In November of 2016, we were pleased to participate in the 30th anniversary of Family Violence Prevention month here in Alberta.
Established in 1986 as a local initiative in the town of Hinton, Alberta, by the Hinton Society for Family Violence, it was the first family violence education and prevention campaign. The goal of the society was to draw public attention to the issue and make a change in the community. This initiative inspired the Alberta government to support family violence prevention as an ongoing initiative and thus Family Violence Prevention Month was created.
In 2016, hundreds of Alberta communities and thousands of individuals and organizations were actively involved in the campaign to encourage those affected by domestic and family violence to reach out, speak out and know that help is available. Calgary Counselling Centre helped to raise awareness by sharing content on support services available and types of family violence, while paying special attention to emphasize that men can also be victims of domestic and family violence.

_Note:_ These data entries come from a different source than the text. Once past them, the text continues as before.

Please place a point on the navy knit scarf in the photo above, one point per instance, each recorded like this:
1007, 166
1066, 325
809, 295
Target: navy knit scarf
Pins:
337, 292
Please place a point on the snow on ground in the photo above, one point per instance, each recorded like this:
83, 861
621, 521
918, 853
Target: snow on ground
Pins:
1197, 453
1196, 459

Since 2006, the Wilson Centre for Domestic Abuse Studies here at the Calgary Counselling Centre has been the leading research and training facility in North America for those affected by abuse. With over 85,000 victims of violent crimes reported that the person responsible was a family member, it is important for Calgarians to know that help is available, counselling works and change is achievable.

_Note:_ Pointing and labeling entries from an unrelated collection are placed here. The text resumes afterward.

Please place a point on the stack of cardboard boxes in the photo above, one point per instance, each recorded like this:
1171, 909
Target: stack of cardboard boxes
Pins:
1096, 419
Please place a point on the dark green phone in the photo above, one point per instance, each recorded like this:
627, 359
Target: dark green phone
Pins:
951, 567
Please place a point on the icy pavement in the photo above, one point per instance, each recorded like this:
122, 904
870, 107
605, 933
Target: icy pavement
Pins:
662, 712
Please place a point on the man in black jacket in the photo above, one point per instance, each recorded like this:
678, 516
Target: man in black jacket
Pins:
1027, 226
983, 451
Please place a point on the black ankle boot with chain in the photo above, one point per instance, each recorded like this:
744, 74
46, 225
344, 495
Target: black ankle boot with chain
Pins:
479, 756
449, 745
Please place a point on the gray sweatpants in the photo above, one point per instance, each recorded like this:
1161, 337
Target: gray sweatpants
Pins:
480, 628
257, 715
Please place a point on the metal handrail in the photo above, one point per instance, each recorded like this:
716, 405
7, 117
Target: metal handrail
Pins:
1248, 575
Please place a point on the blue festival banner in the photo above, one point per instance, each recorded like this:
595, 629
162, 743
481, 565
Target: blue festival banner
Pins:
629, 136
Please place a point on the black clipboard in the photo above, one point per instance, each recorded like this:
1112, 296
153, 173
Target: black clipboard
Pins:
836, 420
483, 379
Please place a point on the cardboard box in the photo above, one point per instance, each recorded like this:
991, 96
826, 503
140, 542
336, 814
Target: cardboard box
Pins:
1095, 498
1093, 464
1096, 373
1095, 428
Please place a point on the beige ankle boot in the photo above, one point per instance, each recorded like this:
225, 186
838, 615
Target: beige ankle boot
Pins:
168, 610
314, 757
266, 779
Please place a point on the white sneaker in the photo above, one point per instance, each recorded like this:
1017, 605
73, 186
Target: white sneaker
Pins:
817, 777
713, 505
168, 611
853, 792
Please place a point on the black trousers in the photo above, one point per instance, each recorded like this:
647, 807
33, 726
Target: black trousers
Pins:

For concerned family and friends, it’s important to understand who experiences family violence, what the impacts are, and how together we can support those in need.
What is family violence and domestic abuse?
Certain behaviours are considered family violence or domestic abuse when they are used to harm or control members of their family or their intimate partner. Often times, these types of behaviours create direct and indirect impacts on health.
Family violence can come in the form of child abuse, elderly abuse or any type of family violence listed below between family members.
Types of family violence can include:
- Physical abuse: physical acts such as striking, pushing, slapping, or choking.
- Sexual abuse: any type of forced sexual activity or coercion. Sexual contact with anyone under the age of 16 is a crime, as is sexual activity that exploits anyone under the age of 18.
- Emotional abuse: using words or actions to affect someone’s emotions.
- Financial abuse: the intent to misuse someone’s finances or property.
- Neglect: not providing basic human needs such as food, shelter, clothing, health care and protection from harm.
- Exposure: when children are aware that any of the abuses listed above are happening in their home.
Who is at risk?
According to the 2016 Family Violence in Canada Report produced by the Chief Public Health Officer, just under 9 million Canadians, or approximately one in three people, said they experienced some form of abuse before 15 years of age.
Women, children, indigenous people, people with disabilities, and those that identify as gay, lesbian, bisexual, trans or questioning are at a greater risk of experiencing family violence and feeling its impacts.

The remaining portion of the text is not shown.